Cinq fonds d’actions s’attendent à un atterrissage brutal

Et ce n’est pas seulement que les banques centrales augmentent fortement les taux et avertissent ensuite le public qu’elles devront continuer à augmenter les taux dur et rapide pour écraser l’inflation.

Ce qui est nouveau et effrayant, c’est que la Fed et la RBA augmentent considérablement les taux alors même que des signes émergent aux États-Unis et en Australie indiquant que la croissance économique commence à ralentir et que les marchés ont déjà fortement corrigé.

“Je ne peux pas souligner à quel point c’est vraiment inhabituel”, déclare le vétéran du marché Tim Toohey, économiste en chef chez le gestionnaire de fonds Yarra Capital Management.

La grande crainte de Toohey que la Fed et la RBA risquent de créer un ralentissement économique brutal qui écrase les bénéfices des entreprises, l’atterrissage brutal que les marchés craignent le plus, a été écrite partout à Wall Street jeudi soir et sur l’ASX vendredi matin.

Un jour après que la Fed a relevé les taux d’intérêt de 0,75 point de pourcentage dans la plus grande hausse de taux depuis 1994, le S&Le P 500 a chuté de 3,4%, portant les pertes au cours des 10 derniers jours à près de 12%. L’ASX 200 est en baisse de 9% sur la même période.

Les attentes de gains au mauvais endroit

Toohey n’est pas tout catastrophique.
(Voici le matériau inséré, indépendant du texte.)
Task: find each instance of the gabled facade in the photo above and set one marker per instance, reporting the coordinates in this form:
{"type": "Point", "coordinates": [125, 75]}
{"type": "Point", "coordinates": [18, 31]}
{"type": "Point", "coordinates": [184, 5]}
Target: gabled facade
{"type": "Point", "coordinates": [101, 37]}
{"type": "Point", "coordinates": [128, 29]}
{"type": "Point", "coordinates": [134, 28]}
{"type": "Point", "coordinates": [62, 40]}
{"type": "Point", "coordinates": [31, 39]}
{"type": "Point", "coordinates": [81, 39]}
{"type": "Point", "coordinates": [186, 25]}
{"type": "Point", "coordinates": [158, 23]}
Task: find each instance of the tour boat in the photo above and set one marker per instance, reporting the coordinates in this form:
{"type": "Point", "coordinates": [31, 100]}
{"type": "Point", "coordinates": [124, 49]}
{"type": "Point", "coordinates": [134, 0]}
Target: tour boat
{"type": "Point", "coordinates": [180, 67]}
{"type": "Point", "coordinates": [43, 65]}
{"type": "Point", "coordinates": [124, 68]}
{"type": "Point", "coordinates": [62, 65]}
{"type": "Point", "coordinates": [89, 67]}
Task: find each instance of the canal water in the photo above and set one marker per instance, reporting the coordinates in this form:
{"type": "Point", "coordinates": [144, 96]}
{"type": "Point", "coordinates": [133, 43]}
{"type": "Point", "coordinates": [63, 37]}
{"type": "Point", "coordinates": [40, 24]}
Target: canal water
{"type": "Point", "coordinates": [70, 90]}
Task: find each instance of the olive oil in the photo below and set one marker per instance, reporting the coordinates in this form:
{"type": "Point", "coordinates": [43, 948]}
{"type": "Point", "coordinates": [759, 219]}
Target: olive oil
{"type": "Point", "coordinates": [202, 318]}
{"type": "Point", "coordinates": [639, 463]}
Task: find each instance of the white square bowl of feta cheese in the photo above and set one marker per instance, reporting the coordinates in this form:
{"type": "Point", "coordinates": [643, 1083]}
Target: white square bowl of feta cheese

En fait, il entrevoit la possibilité d’un rallye des marchés boursiers mondiaux plus tard cette année, alors que les marchés commencent à voir à quelle vitesse les données économiques se sont détériorées et commencent à parier que les banques centrales devront commencer à assouplir leur politique monétaire.

Mais il y a une période douloureuse à venir pour les investisseurs d’ici là, et Toohey dit que ceux qui sont tentés d’investir dans ce qui ressemble à un marché en pleine effervescence devraient se méfier.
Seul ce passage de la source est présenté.